November 27, 2009

Can reefs grow beneath Venice? A TED lecture in which Rachel Armstrong explains the process that uses proto cells to grab carbon dioxide from the air and encrust the old wooden pylons on which this charming Italian city is based. Eventually it is thought that a reef can be built to support the architecture, not only spatially from the bottom up, but procedurally, since no top down construction processes are required, but just the seeding of the old with the new technology.

There is a much older process that once ran rampant, however. Stromatolites are Precambrian fossil reefs formed by cyanobacteria in such places as Shark Bay, Australia. Their formation is rare beyond that early period because they were victimized by the predation of higher life forms. If the new architectural building blocks called proto cells could prove indigestible, then they might grow unimpeded. Is that possible?

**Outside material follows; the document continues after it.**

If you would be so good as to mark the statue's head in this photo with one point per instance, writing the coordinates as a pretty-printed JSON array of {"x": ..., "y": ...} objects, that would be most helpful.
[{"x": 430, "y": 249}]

  • Air, water, reef: in that order. Another way to reduce the effects of green house gases.
  • ...then they might grow unimpeded. Is that possible? I'll bet Kurt Vonnegut would vote yes. No problems with unimpeded growth. No sir!
  • No problems with unimpeded growth. No sir! and we have such a stellar record when it comes to screwing around with natural systems that we don't fully understand.
  • Fascinating and terrifying at the same time. I do have a fondness for Venice though.
  • So here's a radical idea: How about we just get a team of divers and have them place limestone pillars next to the existing wooden piles? It's something we can do TODAY, not years from now, and it's something that we know would be safe to implement, both from an economic and an ecological standpoint. Or is that idea too Victorian? Little bit of a snarky comment on that whole concept, by the way - "Victorian" is such a self-serving word there, given the speaker's nationality. I assume people were building structures using teams of workers and blueprints long, long before Victorian times. Like, for example, when they were building Venice, a city that had been around in some form or other for at least 1000 years before Queen Victoria took the throne.